[U-Boot] fdt performance

Simon Glass sjg at chromium.org
Fri Nov 15 00:52:41 CET 2013


Hi Scott,

On Thu, Nov 14, 2013 at 4:36 PM, Scott Wood <scottwood at freescale.com> wrote:

> On Thu, 2013-10-17 at 16:27 -0600, Simon Glass wrote:
> > Hi Aaron,
> >
> > On Thu, Oct 17, 2013 at 12:24 AM, Aaron Williams
> > <Aaron.Williams at caviumnetworks.com> wrote:
> > > Hi all,
> > >
> > > In our bootloader based off of 2013.07 we make extensive use of the
> flat
> > > device tree. In profiling our bootloader in our simulator I found that
> the
> > > function eating up the most time is fdt_next_tag. Looking at it,
> especially
> > > fdt_offset_ptr, it looks like there is a lot of room for improvement
> > > especially in the skip name section.
> > >
> > > Some of the checks in fdt_offset_ptr also look useless, such as if
> ((offset
> > > + len) < offset) which will always be false, or
> > > if (p + len < p)
> > >
> > > len is always positive.
> >
> > Are you using CONFIG_OF_CONTROL?
> >
> > If so, as a higher-level point, we could bring in an efficient DT
> > library, which converts the the FDT into a tree structure for faster
> > parsing.

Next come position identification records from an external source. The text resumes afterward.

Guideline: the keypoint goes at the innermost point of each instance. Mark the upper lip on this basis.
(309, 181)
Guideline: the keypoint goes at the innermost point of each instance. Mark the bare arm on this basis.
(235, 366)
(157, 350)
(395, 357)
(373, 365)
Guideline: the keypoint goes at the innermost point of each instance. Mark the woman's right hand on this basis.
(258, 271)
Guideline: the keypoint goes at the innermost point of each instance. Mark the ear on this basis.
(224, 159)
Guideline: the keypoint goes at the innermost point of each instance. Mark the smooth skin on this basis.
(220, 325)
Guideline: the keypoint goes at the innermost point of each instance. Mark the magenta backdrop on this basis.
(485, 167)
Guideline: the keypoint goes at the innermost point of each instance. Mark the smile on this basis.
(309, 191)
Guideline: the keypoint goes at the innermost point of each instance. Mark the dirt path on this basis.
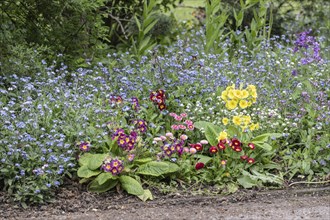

I can point you to a starting point if you like.
>
> I've also seen it be a noticeable performance problem (in slow
> simulation environments) on the extensive DT fixups we do on FSL PPC
> (repeated calls to functions like fdt_node_offset_by_compat_reg are
> particularly bad).
>
> Though, when it comes to parsing the tree, rather than modifying it, I'm
> not sure that the flattened data structure is all that much worse than
> an unflattened tree.  Lookups by path would be faster, but lookups by
> compatible would still have to visit every node.  I think the usage
>

My thought was that compatible strings would be collated somewhere so there
is an efficient way to find them. However, that might violate the
simplicity rule.


> patterns are at least part of the problem -- repeatedly scanning the
> entire tree, rather than going over it once and assigning node offsets
> to drivers.  The driver model ought to help here.
>
> FWIW, if there is interest in unflattening the device tree, Freescale's
> hypervisor has code for this:
>
> http://git.freescale.com/git/cgit.cgi/ppc/sdk/hypervisor/hypervisor.git/tree/src/livetree.c
>
> http://git.freescale.com/git/cgit.cgi/ppc/sdk/hypervisor/hypervisor.git/tree/include/devtree.h
>
> I'm not sure how it compares to the code Simon had in mind, but it
> supports merging nodes which could be useful for boards that do dynamic
> device tree updates.
>

Well that code looks great. I'm not sure if we have the demand as yet (as
you say driver model should largely allow the tree to be scanned
sequentially and only once) but I am sure it will come up one day.